Friday, November 02, 2012

mudfall

Now we believe what the ancient people knew: material things have “agency” (is this part of the "cultural retrieval of animism" William Irwin Thompson talks about?). Using the potter at his potter’s wheel as an example, Malafouris (2008) shows that there is no way that human and material agency can be disentangled. The fingers do not just move the clay; the clay tells the hands how much pressure to apply. “While agency and intentionality may not be property of things, they are not properties of humans either: they are properties of material engagement, that is, of the grey zone where brain, body, and culture conflate” (2008, 22). 



I went to the New Springs Quarry on Thursday with my landscape painting class. I wondered off, found this pipe, followed it. 









 I did a quick painting of the site and mud collecting in sheets along the emerald river. Considering the theory of material agency, did I paint the mud, or did the mud paint itself through me?





Material agency is also explored by Kevin Kelly in his recent book What Technology Wants (2009).

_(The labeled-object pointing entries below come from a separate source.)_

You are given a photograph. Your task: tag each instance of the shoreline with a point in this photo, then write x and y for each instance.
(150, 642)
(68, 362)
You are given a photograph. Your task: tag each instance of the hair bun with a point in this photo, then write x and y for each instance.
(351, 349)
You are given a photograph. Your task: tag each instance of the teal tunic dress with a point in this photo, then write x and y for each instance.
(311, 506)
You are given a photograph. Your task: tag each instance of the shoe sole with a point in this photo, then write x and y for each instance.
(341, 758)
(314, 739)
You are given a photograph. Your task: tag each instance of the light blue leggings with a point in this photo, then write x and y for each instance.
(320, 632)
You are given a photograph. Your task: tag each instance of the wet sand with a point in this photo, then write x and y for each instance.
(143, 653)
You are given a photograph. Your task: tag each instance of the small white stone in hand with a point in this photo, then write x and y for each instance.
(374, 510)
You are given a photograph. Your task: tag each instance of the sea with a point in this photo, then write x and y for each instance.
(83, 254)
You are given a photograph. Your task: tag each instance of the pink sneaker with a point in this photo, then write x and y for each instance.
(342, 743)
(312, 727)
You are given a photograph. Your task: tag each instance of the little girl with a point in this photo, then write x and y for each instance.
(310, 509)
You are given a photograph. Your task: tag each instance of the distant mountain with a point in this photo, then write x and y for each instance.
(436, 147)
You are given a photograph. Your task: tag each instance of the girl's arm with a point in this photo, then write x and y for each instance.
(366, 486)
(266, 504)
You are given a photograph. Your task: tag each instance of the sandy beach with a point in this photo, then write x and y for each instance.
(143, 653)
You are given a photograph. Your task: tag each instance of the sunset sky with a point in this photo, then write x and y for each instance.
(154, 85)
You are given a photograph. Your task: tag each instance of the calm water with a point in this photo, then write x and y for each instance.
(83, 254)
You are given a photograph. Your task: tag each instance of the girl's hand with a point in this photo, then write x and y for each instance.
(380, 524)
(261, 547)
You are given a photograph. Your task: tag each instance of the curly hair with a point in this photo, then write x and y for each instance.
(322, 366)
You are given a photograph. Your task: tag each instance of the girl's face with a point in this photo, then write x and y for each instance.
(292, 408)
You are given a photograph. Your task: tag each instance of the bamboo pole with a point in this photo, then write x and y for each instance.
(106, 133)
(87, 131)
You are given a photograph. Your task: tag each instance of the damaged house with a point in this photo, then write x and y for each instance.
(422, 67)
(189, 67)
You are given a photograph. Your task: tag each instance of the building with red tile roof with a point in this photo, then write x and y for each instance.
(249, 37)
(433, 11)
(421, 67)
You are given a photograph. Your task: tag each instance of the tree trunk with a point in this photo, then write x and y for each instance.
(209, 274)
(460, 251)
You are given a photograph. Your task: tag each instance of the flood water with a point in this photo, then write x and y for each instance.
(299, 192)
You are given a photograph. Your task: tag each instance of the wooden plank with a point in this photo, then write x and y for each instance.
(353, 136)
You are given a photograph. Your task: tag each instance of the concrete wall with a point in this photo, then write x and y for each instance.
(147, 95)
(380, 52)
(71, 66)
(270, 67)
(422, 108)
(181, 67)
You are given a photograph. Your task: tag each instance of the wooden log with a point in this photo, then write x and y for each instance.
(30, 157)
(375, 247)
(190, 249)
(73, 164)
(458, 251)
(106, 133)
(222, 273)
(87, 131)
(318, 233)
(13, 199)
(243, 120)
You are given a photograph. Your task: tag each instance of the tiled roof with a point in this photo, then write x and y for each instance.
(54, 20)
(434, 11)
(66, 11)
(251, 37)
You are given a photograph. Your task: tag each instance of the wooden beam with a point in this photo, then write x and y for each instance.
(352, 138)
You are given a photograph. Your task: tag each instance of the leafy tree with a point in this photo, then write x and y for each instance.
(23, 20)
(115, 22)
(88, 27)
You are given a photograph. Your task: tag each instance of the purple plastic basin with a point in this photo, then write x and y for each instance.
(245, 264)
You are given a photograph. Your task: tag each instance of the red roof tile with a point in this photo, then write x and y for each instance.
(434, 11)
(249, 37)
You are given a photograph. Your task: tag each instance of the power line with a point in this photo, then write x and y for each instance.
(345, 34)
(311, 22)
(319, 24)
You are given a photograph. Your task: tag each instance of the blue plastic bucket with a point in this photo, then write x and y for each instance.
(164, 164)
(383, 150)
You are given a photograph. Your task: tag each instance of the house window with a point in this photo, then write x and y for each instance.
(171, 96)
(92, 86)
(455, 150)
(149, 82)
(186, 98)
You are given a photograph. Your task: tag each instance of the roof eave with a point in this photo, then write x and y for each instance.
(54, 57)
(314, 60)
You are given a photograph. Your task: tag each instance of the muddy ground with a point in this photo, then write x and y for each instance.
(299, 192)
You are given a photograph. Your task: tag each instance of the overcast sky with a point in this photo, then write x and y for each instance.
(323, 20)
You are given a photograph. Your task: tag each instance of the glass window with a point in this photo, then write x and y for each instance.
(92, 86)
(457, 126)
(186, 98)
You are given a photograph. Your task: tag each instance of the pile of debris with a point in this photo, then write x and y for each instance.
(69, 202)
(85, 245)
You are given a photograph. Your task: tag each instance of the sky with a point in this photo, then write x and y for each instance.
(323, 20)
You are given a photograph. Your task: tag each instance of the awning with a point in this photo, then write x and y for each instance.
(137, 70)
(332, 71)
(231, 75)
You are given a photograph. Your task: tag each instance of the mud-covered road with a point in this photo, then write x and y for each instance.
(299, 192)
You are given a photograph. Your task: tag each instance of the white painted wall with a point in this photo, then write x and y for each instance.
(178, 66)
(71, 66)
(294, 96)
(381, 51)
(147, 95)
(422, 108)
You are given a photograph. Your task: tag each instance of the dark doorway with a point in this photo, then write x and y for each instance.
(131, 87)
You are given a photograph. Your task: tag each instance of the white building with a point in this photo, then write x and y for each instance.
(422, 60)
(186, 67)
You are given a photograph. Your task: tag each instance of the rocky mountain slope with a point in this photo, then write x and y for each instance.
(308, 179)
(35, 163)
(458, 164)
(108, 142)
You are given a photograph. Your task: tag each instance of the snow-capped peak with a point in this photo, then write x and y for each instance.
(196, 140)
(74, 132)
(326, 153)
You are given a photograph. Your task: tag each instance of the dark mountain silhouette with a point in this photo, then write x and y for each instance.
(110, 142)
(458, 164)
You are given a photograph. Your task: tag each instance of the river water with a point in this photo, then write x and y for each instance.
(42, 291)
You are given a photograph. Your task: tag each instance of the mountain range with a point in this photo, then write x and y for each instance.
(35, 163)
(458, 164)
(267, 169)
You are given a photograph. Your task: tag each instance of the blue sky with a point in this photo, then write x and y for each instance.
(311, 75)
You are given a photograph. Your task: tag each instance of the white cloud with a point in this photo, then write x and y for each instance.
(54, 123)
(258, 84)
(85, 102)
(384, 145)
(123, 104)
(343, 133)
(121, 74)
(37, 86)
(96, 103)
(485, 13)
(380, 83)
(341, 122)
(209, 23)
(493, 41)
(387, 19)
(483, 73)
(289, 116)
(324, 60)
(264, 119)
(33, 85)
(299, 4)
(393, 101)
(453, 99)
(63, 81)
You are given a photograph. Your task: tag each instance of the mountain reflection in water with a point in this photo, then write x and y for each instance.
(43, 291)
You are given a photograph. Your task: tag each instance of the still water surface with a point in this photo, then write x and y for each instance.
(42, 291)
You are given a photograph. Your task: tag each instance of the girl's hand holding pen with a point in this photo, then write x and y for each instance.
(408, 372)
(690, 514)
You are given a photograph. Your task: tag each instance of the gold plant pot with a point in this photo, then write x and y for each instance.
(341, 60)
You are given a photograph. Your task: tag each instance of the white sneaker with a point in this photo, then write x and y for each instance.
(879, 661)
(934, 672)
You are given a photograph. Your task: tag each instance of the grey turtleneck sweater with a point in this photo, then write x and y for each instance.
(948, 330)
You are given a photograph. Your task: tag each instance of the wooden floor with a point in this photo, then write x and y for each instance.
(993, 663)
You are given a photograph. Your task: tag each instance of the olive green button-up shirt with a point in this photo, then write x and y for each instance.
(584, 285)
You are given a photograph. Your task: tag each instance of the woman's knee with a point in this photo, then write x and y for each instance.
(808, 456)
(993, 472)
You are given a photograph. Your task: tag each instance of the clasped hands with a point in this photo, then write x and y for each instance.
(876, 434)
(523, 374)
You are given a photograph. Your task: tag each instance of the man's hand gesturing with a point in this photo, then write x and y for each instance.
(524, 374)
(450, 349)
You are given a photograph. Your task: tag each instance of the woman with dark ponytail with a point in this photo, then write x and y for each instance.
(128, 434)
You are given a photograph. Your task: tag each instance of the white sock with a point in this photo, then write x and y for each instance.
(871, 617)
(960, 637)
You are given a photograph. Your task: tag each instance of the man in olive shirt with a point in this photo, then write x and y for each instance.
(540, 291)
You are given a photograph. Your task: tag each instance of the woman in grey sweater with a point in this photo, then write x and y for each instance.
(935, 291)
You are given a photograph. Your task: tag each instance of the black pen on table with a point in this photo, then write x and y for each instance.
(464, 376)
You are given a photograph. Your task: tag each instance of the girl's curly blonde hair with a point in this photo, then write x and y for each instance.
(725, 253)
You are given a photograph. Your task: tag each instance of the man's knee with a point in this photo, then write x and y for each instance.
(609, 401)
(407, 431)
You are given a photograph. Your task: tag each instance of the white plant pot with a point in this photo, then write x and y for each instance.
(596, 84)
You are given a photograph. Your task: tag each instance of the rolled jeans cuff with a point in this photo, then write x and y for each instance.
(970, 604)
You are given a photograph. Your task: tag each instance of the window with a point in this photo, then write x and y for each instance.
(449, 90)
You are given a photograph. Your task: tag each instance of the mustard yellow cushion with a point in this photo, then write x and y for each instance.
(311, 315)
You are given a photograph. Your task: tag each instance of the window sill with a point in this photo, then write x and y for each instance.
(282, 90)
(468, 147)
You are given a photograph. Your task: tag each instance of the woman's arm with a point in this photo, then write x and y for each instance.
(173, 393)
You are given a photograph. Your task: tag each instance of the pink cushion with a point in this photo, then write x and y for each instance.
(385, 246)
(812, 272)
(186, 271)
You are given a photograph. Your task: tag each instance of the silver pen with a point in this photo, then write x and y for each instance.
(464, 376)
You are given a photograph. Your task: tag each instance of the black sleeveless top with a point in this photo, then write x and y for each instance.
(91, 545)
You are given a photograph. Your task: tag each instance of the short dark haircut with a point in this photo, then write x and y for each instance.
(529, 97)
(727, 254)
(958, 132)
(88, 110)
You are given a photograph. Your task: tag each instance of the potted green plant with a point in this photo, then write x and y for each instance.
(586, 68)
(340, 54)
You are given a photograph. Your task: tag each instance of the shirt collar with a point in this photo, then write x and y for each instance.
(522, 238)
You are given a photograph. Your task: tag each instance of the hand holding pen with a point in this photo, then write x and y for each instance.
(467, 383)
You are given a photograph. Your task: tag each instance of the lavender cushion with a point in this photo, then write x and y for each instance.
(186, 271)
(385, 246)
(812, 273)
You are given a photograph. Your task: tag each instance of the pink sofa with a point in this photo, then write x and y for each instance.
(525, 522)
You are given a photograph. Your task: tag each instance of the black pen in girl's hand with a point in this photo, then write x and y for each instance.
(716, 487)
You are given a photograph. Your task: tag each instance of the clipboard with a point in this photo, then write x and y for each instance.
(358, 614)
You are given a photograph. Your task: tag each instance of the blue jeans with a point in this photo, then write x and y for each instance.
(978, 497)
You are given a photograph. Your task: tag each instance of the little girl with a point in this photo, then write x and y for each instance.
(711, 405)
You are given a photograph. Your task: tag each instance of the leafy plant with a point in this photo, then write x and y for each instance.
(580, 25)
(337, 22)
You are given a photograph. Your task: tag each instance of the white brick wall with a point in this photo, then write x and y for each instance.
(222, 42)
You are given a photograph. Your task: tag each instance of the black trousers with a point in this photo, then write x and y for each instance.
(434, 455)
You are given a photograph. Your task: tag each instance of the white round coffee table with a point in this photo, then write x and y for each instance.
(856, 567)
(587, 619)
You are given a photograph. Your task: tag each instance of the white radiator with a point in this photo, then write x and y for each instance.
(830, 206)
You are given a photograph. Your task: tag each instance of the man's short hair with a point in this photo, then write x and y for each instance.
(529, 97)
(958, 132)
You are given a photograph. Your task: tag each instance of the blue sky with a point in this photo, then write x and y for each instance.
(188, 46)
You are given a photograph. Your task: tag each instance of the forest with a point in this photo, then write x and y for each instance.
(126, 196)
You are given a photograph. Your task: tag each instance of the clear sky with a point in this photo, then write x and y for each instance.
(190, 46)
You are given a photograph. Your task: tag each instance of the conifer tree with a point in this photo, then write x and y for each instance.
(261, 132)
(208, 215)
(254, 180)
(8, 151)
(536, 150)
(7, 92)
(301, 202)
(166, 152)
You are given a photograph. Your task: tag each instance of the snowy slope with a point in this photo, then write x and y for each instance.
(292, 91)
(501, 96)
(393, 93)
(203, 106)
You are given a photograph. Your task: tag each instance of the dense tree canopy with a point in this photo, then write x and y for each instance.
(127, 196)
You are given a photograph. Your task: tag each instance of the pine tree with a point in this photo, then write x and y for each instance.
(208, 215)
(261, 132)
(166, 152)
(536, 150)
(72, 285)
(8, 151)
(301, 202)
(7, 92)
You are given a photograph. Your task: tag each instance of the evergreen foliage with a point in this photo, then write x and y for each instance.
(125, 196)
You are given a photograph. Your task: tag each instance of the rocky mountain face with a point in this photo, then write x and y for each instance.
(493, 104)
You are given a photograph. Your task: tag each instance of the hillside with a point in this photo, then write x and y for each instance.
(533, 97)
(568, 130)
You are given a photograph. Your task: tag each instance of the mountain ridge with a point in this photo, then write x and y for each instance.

For Kelly, technology creates itself, using humans to do its bidding, always according to a certain inevitability that is dictated by the circumstances of the technology that came before, and our normal view of humans creating technology is a kind of romantic fairy tale that ignores the fact that nearly every great invention is invented nearly simultaneously by many people at the same time, all over the world. Darren Lipnicki, a psychologist formerly at the Center for Space Medicine in Berlin, Germany, found a correlation between the bizarreness of his dreams, recorded over eight years, and extremes in local geomagnetic activity.

That things move us, that the shape of my house, for example, determines the possible movements of my body once I enter it, opens up the possibility for including the house into my body and self-sense. My thesis may be that by including the idea of material agency within my worldview, a larger identity with the environment can arise, agency can be decentralized from inside the human head, and we can more efficiently accomplish any task through collaboration. Like Thompson says, this idea is dramatized in The Wizard of Oz, or the Fantastic Four, and legends of famous knights and their swords.